Muhammad hired someone to write up medical records for his purported patients showing that the psychologist had performed therapy, when no services had occurred. Diagnoses, such as depression, anxiety, attention deficit disorder, and post-traumatic stress disorder, were added to the records to make it look like the patients actually received treatment.
Sadly, Muhammad took advantage mostly of minor victims, falsely representing to Medicaid that he was providing mental health services to them. (His vulnerable victims were unaware that their identities were being used to commit fraud. They were also unaware that they had been given inappropriate diagnoses.)
Dr. Muhammad was sentenced to 52 months in prison for carrying out this highly thought out and premeditated Medicaid fraud scheme.

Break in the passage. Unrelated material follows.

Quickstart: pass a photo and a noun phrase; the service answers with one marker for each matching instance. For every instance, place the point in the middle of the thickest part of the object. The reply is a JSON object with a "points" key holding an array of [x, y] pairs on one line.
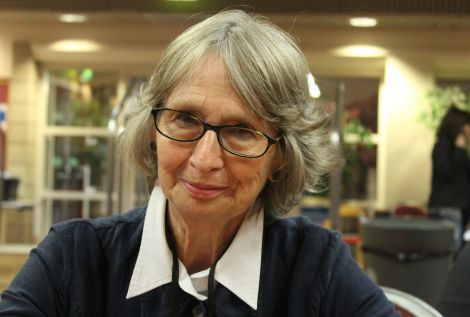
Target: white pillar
{"points": [[404, 157]]}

It’s a good guess that this fraudster will receive some psychological services while serving time in prison, perhaps from a criminal psychologist? (Let’s hope this highly educated fraudster can receive the help he needs to become a fully functioning and honest citizen when he is released from serving out his time behind bars.)

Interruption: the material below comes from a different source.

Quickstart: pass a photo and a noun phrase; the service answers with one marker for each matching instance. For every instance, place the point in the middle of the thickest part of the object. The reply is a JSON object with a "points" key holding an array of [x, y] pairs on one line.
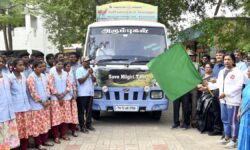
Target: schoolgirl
{"points": [[39, 93], [72, 95], [21, 103], [8, 127]]}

Today’s Fraud of the Day comes from a Department of Justice press release, “North Carolina Psychologist Sentenced for Medicaid Fraud Scheme Involving Minors,” dated February 1, 2022.
RICHMOND, Va. – A Durham, North Carolina, clinical psychologist was sentenced today to 52 months in prison for defrauding Virginia Medicaid of at least $544,067.69 by creating false diagnoses and medical records for Medicaid recipients, mostly minors, and falsely representing to Medicaid that he was providing them mental health services.

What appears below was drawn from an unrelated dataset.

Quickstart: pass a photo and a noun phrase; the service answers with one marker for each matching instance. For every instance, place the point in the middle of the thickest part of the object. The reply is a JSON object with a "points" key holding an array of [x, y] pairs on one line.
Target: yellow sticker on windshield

According to court documents, Dr. Malik Muhammad, Ph.D., 46, obtained identifying information of Medicaid recipients from a co-conspirator and used that information to bill Virginia Medicaid for outpatient psychotherapy that never actually occurred. Muhammad, a licensed clinical psychologist, hired a co-conspirator to write patient medical records as if Muhammad had performed actual therapy and created inapplicable diagnoses—including depression, anxiety, attention deficit disorder, and post-traumatic stress disorder—to give the appearance of actual treatment. The mostly minor victims were unaware of the false diagnoses Muhammad was inventing and applying to them. Through this fraud scheme, Muhammad defrauded Virginia Medicaid of at least $544,067.69.